In Wutaishan namen Celine, Paco en ik een taxi naar het hotel dat in de lonely planet stond. Het hotel waar ik afgesproken had met mijn moeder. Wutaishan is een klein dorpje en buiten kloosters, tempels, souvenirswinkeltjes en een paar hotels is er niet veel te zien. Op buitenlands toerisme is dit plaatsje in de bergen totaal niet voorbereid. Met behulp van onze vertaalgidsen kwamen we er toch redelijk uit met de giechelende meiden in het hotel. "zijn hier eerder vandaag drie buitenlanders ingechecked?" Nee, we waren de eerste buitenlanders. "is dit het ik-ben-de-naam-kwijt hotel?" "Shi!" Ja dus. Hmm, en nu? Zou de auto nog niet gearriveerd zijn? Ik besloot maar even te bellen... Toen bleek maar weer hoe verpest ik ben met alle moderne technologie: in de bergen was bereik voor chinezen, maar niet voor buitenlanders, gek genoeg. We besloten naar de CITS van Wutaishan te bellen om te vragen of er nog een ander hotel onder dezelfde naam in het dorpje was. Helaas, het meisje van de CITS sprak ook maar heel beperkt engels. Gelukkig was mijn moeder helder genoeg om even de naam van het hotel waar we een kamer gereserveerd hadden via de CITS in Datong te vergelijken met de naam die we in de lonely planet hadden aangewezen. De namen leken veel op elkaar, maar waren toch niet helemaal gelijk. Ze besloot naar de CITS te gaan, in de hoop dat ik hetzelfde idee zou hebben. Na heel veel gebel en gedoe kregen we elkaar aan de telefoon en heb ik een taxi naar de CITS genomen. Paco bleef achter, maar Celine besloot in hetzelfde hotel te blijven als wij.
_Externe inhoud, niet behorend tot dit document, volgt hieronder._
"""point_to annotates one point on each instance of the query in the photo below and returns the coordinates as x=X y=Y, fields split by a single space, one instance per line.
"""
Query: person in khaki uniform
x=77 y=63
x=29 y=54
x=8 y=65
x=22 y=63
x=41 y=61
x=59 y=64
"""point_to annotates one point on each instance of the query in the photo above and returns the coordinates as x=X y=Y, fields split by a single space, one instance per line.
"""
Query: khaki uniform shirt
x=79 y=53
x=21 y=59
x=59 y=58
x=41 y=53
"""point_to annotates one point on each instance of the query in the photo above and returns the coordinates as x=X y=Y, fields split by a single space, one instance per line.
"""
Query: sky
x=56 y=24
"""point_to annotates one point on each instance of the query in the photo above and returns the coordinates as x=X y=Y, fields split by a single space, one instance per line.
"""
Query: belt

Mn moeder en ik besloten om die middag wat rond te slenteren. Het hele dorp zat vol monniken, waar je ook keek. De sfeer was heerlijk en de gebouwen waren prachtig. Hier kreeg ik pas het idee dat ik in China was, dit was wat ik me had voorgesteld. In een klooster raakten we aan de praat met een monnik die me het verschil tussen het boedisme in india, tibet en china uit probeerde te leggen. We gingen mee naar zijn kamer om hem te horen spreken en voor we het wisten lagen we met ons hoofd op de grond mantra's te neurien en werden we gezegend. Ik kreeg een foto van zijn "meester" mee, en een foto van hemzelf. Onder de mantra's schreef hij zijn email adres en hij wees op zijn laptop. "Kijk, als je vragen hebt kun je me mailen!" Het was een enigszins bizarre ervaring, maar buiten dat voelde ik me nog net zo nuchter als altijd. Misschien moet je wat langer in een klooster zitten om verlichting te vinden. :P

Die avond gingen we met het nederlandse stelletje en celine uit eten. We wilden een chinese hotpot! We vonden een leuk restaurantje en het gedoe van bestellen kon weer beginnen. We bestelden vis, en varkensvlees, en rijst en eieren omdat dit het enige was dat de mensen daar begrepen, zelfs met het oh zo handige boekje point it. Toen we iets te drinken wilden bestellen werd er een meisje uit de tegenoverliggende kapsalon gehaald. Ze sprak net drie woorden engels meer en zou alles voor ons vertalen, als we tenminste aan haar duidelijk konden maken wat we wilden. Ze was onze reddende engel, echt waar. De hele tijd is ze in het restaurant gebleven en als we iets wilden bestellen hielp ze ons. Het eten was erg lekker. Een hotpot is een soort draaiende fondue met allerlei sausjes. Er wordt van alles in de sausjes gegooid en na een paar minuten mag je je eten eruit vissen. We hebben de pittigste tafel genomen en het smaakte voor het eerst dat we in China waren ook echt ergens naar. De vis was wat minder, maar ach... Op weg naar het toillet deed ik een schokkende ontdekking. Toen we binnenkwamen stond er een aquarium met twee vissen. Nu we gegeten hadden stond het aquarium er nog, maar de vissen waren weg. Hmmm, tja, dat hadden we kunnen weten natuurlijk. Het neemt niet weg dat we een geweldige avond gehad hebben, en nadat we de kapster uitgebreid bedankt hebben gingen we naar ons hotel. Celine zou de volgende dag vertrekken naar een andere plaats dus we namen afscheid op haar kamer. Ze gaf me chinese eetstokjes, en ik nam een paar foto's van ons samen. We zagen er beroerd uit na de vermoeiende dag, dus ze waren geen succes, helaas. Ik vond het jammer dat we afscheid moesten nemen. Ik troostte mezelf met oreo koekjes en een slaappil (mn moeder snurkt harder dan een cirkelzaag) en kroop in bed.